Tout cela n'est pas si dramatique, bien sûr. Mais si les perturbations logistiques ne sont pas résolues, la pression négative demeurera. Et où cela finit-il alors ? Pour l'instant, les économistes, les banquiers centraux et les investisseurs ne peuvent guère faire autrement que de surveiller cela de près. Il est clair que les macroéconomistes comme moi sont complètement ignorants des processus logistiques et nous n'avons aucune idée pourquoi les problèmes restent si persistants. Ce serait donc bien si nous entendions plus de gens qui le savent. Ou ne seraient-ils pas là ?

La Fed va diminuer
Si les progrès vers la réalisation des objectifs politiques se poursuivent, la Réserve fédérale américaine annoncera très probablement en novembre qu'elle commencera à réduire ses achats d'obligations en décembre. Cela est devenu évident après la réunion politique de la Fed plus tôt cette semaine. Ce n'était pas très surprenant. Plusieurs responsables de la Fed avaient déjà clairement exprimé dans des discours leur préférence pour une telle politique et il semblait y avoir peu de résistance. "Ne soyez pas surpris", c'est exactement ce que veut la Fed. Les chocs sur les marchés financiers se produisent, entre autres, lorsque surviennent des événements inattendus. La dernière chose dont la Fed a besoin maintenant est un choc financier. La communication se concentre donc sur le pilotage des attentes afin que les décisions de la Fed s'alignent sur ces attentes.

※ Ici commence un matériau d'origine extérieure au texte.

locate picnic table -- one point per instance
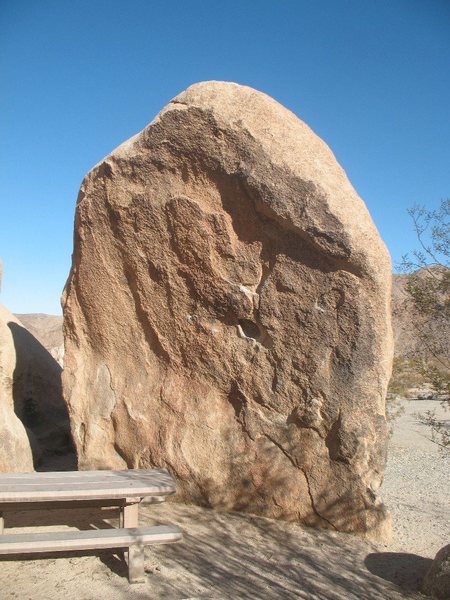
(125, 489)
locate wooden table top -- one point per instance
(84, 485)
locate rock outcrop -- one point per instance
(15, 449)
(32, 387)
(227, 315)
(47, 329)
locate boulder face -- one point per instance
(227, 315)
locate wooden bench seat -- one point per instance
(126, 489)
(135, 539)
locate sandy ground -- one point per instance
(233, 556)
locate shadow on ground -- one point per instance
(405, 570)
(222, 556)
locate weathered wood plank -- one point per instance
(93, 539)
(78, 486)
(100, 476)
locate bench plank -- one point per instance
(92, 539)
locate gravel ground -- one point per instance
(417, 483)
(233, 556)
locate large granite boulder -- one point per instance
(227, 314)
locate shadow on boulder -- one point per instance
(38, 397)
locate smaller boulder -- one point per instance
(436, 582)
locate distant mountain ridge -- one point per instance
(48, 328)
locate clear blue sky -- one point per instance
(371, 77)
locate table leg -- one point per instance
(129, 517)
(136, 572)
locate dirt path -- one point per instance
(231, 556)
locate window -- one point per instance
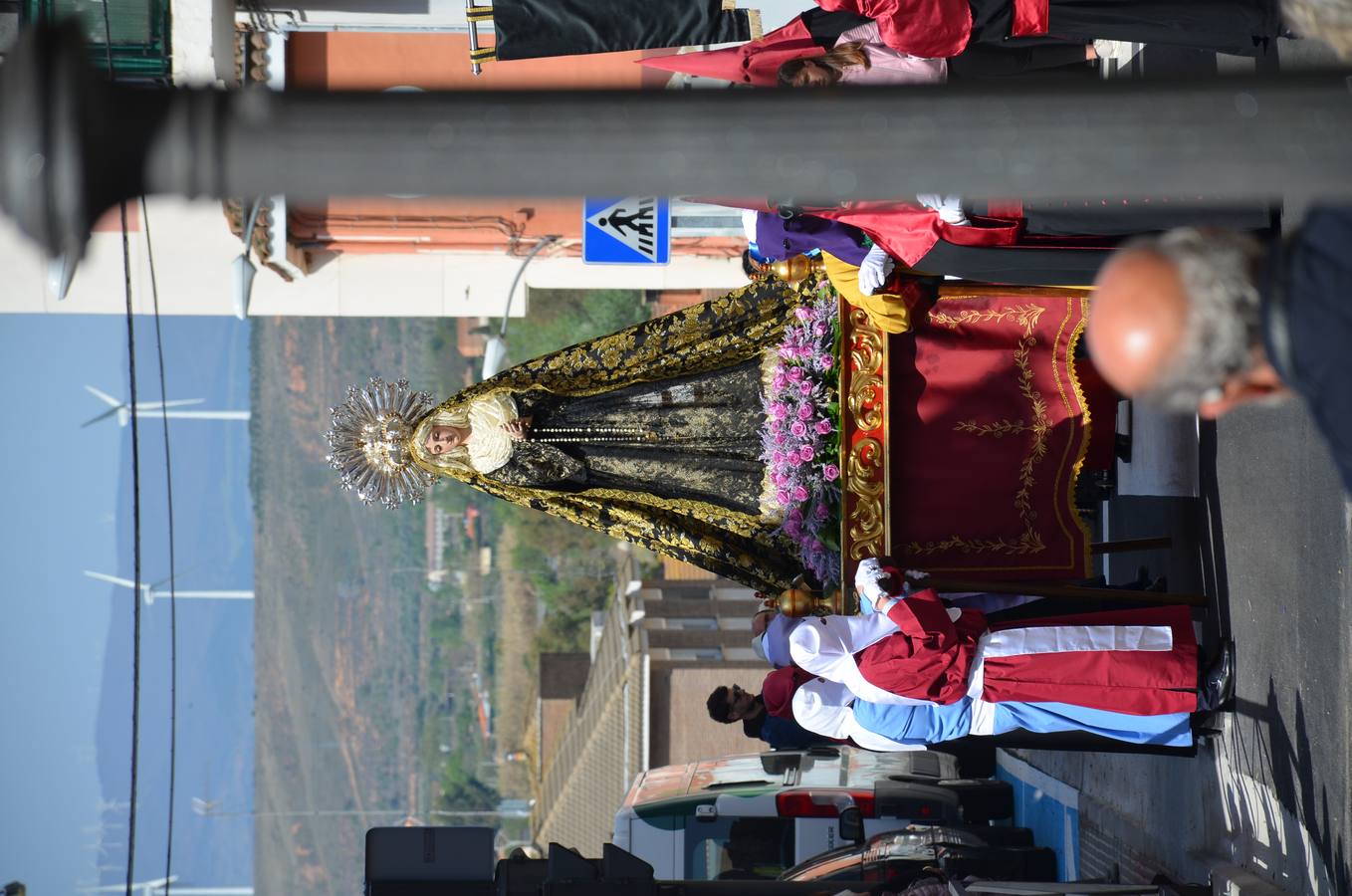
(695, 623)
(697, 653)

Ce qui était nouveau, c'est que la Fed a indiqué qu'elle souhaitait mettre fin au programme d'achat d'actifs vers la mi-2022. En fait, cela signifie un «processus de réduction» de 7 mois ou 4 réunions politiques. Étant donné que la Fed achète actuellement 120 milliards de dollars par mois, il est raisonnable de s'attendre à ce qu'une réduction de 30 milliards de dollars soit confirmée à chaque réunion au cours du processus. En 2014, la Fed a pris environ un an pour le processus de réduction, alors maintenant seulement environ la moitié. Je peux être d'accord avec cela, car la reprise économique est beaucoup plus convaincante aujourd'hui qu'elle ne l'était alors et l'inflation est beaucoup plus élevée.

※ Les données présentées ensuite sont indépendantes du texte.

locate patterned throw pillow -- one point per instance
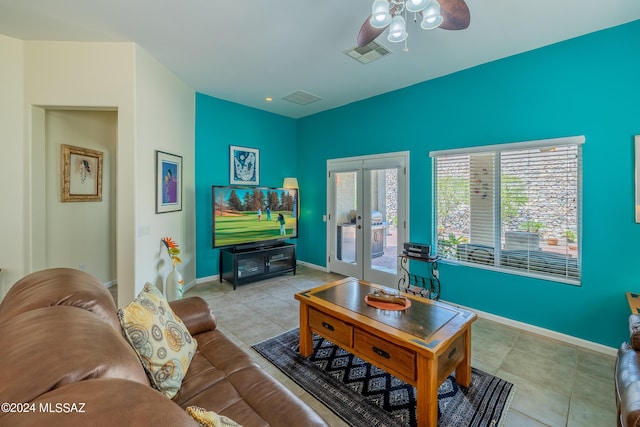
(209, 418)
(161, 340)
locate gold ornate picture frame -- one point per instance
(81, 174)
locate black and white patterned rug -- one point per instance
(363, 395)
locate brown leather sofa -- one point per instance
(64, 361)
(627, 377)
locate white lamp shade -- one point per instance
(397, 30)
(380, 16)
(416, 5)
(290, 183)
(431, 17)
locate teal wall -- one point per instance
(584, 86)
(220, 124)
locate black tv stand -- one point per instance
(256, 262)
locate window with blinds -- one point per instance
(513, 207)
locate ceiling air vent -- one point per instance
(301, 98)
(368, 53)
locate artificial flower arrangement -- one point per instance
(172, 249)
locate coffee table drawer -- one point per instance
(395, 359)
(331, 328)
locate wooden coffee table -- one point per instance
(420, 345)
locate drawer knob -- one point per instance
(380, 352)
(328, 326)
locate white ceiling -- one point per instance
(245, 51)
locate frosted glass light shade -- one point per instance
(416, 5)
(380, 16)
(431, 17)
(397, 30)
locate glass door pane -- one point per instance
(347, 224)
(384, 219)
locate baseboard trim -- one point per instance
(579, 342)
(314, 266)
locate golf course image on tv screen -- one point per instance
(243, 215)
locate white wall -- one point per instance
(13, 171)
(85, 76)
(38, 76)
(81, 234)
(165, 121)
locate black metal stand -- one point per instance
(424, 286)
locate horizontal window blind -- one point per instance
(515, 209)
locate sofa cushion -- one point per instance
(50, 347)
(59, 286)
(210, 418)
(225, 379)
(160, 338)
(104, 402)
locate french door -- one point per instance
(367, 204)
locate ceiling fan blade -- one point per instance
(455, 14)
(368, 33)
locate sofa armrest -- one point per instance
(195, 313)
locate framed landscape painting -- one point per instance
(168, 182)
(244, 165)
(81, 174)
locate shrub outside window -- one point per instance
(513, 207)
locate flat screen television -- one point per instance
(246, 216)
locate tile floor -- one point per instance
(557, 384)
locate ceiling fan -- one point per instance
(445, 14)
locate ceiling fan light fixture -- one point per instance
(380, 16)
(431, 16)
(416, 5)
(397, 30)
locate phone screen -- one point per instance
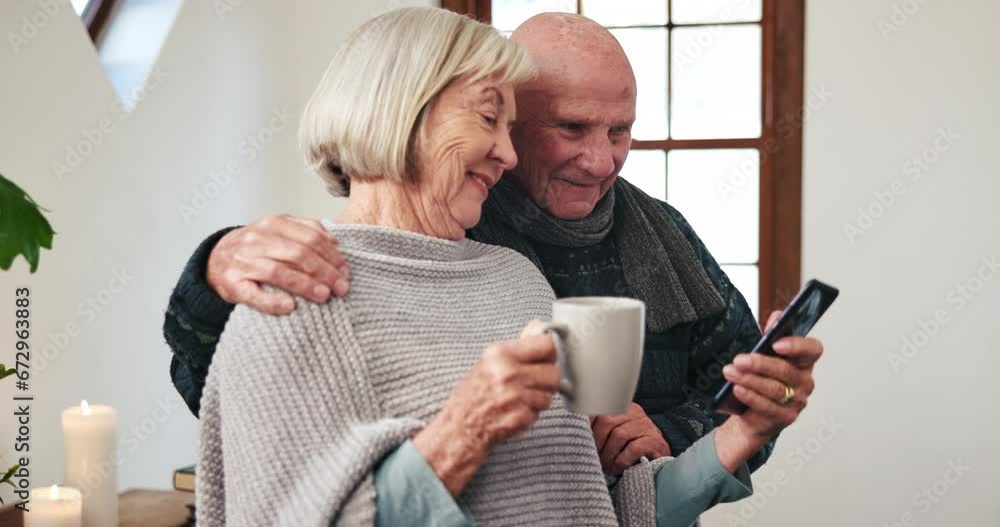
(797, 319)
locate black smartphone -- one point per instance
(797, 319)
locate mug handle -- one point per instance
(561, 331)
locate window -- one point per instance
(94, 14)
(128, 35)
(719, 121)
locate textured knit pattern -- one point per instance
(298, 410)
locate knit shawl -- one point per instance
(299, 410)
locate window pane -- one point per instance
(747, 280)
(508, 14)
(715, 11)
(646, 169)
(637, 12)
(718, 192)
(79, 6)
(646, 49)
(715, 82)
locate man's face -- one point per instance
(572, 139)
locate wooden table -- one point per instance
(136, 508)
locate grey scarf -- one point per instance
(661, 268)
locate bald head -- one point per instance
(573, 48)
(575, 116)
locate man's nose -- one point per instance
(503, 152)
(597, 157)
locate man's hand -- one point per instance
(760, 383)
(292, 254)
(623, 439)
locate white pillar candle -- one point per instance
(54, 507)
(89, 442)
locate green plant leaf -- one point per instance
(23, 228)
(7, 477)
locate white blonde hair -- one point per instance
(369, 108)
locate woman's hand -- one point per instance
(759, 383)
(292, 254)
(501, 397)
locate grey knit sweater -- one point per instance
(299, 410)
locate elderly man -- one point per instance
(564, 208)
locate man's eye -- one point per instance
(572, 127)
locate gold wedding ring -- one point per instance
(789, 394)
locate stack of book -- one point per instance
(184, 481)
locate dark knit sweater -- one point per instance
(681, 366)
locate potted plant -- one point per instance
(23, 230)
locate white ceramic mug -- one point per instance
(600, 353)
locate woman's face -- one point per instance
(465, 150)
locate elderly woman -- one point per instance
(411, 401)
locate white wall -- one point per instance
(897, 430)
(224, 76)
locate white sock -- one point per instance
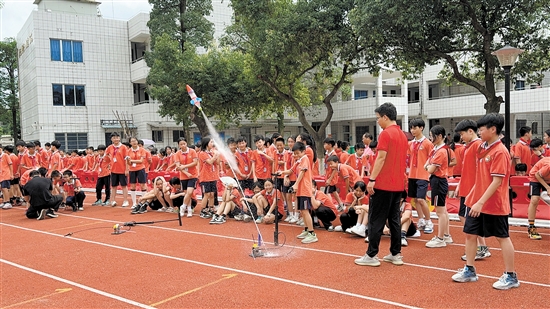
(133, 195)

Révision inhabituellement importante du calcul du PIB aux Pays-Bas
En août, Statistics Netherlands a publié une première estimation du PIB au deuxième trimestre. Les analystes s'attendaient alors à une croissance moyenne (trimestriel) de 1,6 %. Le chiffre réel a largement dépassé cette attente : 3,1 %. Cette semaine, CBS a publié de nouveaux chiffres mis à jour. Il semble maintenant que notre économie ait augmenté de 3,8 %. C'est un ajustement géant : de 3,1 % à 3,8 %. Habituellement, une telle révision est limitée à un ou deux dixièmes au maximum. Statistics Netherlands a indiqué que la forte révision à la hausse est principalement attribuable aux dépenses de consommation, en particulier celles des consommateurs, mais aussi apparemment celles du gouvernement.

La dernière image montre que le PIB en termes réels est presque revenu aux niveaux d'avant la pandémie. C'est beau. L'étendue de l'examen indique à quel point les incertitudes entourent actuellement la mesure de l'activité économique.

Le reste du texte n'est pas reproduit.